1919: The zoo becomes the first in the United States to build a "monkey island." It is replaced in 1934.
1929: The zoo's primate house is built. The building was remodeled in 1968 to accommodate the zoo's new orangutans.
1937: The city assumes ownership of the zoo, Vilas Park and other parks from the Madison Park & Pleasure Drive Association.
1950: A female named Al Malaikah becomes the first dromedary camel born at the zoo. The zoo would add a building for its camels in 1961.
1952: Two new grizzly bears and a polar bear bring the zoo's bear menagerie to 22.
1960: A group of 38 Rhesus monkeys escape from the zoo during a feeding in August, taking refuge in the Vilas neighborhood and UW Arboretum. Most were recaptured days later, but efforts to recapture the final pair last into December.
1968: The zoo spends a record $10,000 to bring in a young pair of giraffes.
1972: After nine years of planning and fundraising, the children's zoo opens, allowing kids to get up close and personal with a sea lion, baby elephant, fawns, bear cubs, toucans and other animals.
1973: The zoo unveils a new home for its big cats, replacing the original 1917 lion house.
1977: Zoo opens its otter exhibit.
1983: Ownership of the zoo is transferred from the city of Madison to Dane County, a process that takes a decade to complete.
1988: Two young polar bears are brought to the zoo from Alaska to replace Chief. Though the bears were obtained for free, the community raised in a short time to buy the bears.
1991: The zoological society announces a decade-long $11 million Rezoovenation capital fundraising campaign.
1993: The Discovery Center and Herpetarium, home to slithery reptiles and amphibians, opens.
1995: The primate house opens, offering a new roof over the heads of the zoo's orangutans, colobus monkeys and gibbons.
1998: The UW-Madison Primate Center discontinues its monkey exhibit at the zoo after the loss of federal funding and controversy over the use of some of the animals for invasive research.

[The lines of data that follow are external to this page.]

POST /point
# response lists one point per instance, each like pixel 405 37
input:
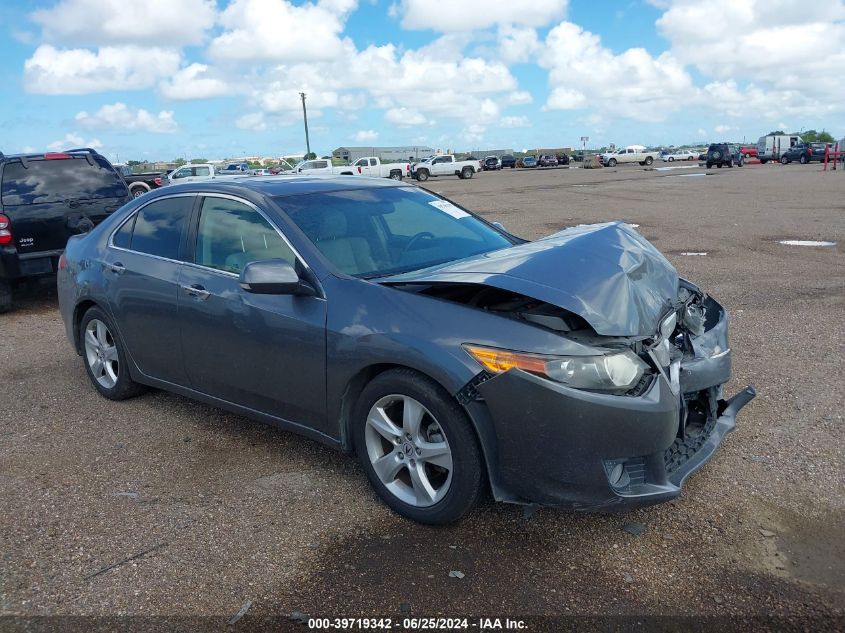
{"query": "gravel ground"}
pixel 160 506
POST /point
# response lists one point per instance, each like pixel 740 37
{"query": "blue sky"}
pixel 164 78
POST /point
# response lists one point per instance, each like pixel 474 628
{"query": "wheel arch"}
pixel 475 412
pixel 78 313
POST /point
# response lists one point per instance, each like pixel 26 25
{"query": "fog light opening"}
pixel 616 474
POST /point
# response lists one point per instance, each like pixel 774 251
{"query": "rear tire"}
pixel 5 296
pixel 443 423
pixel 104 357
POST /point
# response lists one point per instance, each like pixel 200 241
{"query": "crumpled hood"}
pixel 608 274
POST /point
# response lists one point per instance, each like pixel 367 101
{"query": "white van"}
pixel 771 146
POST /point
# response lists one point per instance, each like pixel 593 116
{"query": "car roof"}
pixel 283 185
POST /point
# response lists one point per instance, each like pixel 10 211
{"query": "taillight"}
pixel 5 230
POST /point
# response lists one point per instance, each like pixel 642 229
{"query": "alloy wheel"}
pixel 101 353
pixel 408 450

2000: A new visitors center opens after a $1.25 million renovation of the former aviary. The center houses a permanent zoo history exhibit and temporary exhibits. The zoo loses its two elephants after the Association of Zoos and Aquariums determines they should be housed in more open areas.
2003: The zoo opens its new $4.2 million tropical rain forest aviary and completes a concept plan for the $27 million Zoo Century capital campaign.
2006: North American Prairie exhibit with bison, prairie dogs and a badger opens. The Conservation Carousel begins offering rides for $1.
2008: Year-round flamingo exhibit opens. Children's Zoo train begins to offer rides.
2009: To help Dane County through a difficult economic time, the zoological society agrees to contribute more than $500,000 more to zoo operations than originally planned.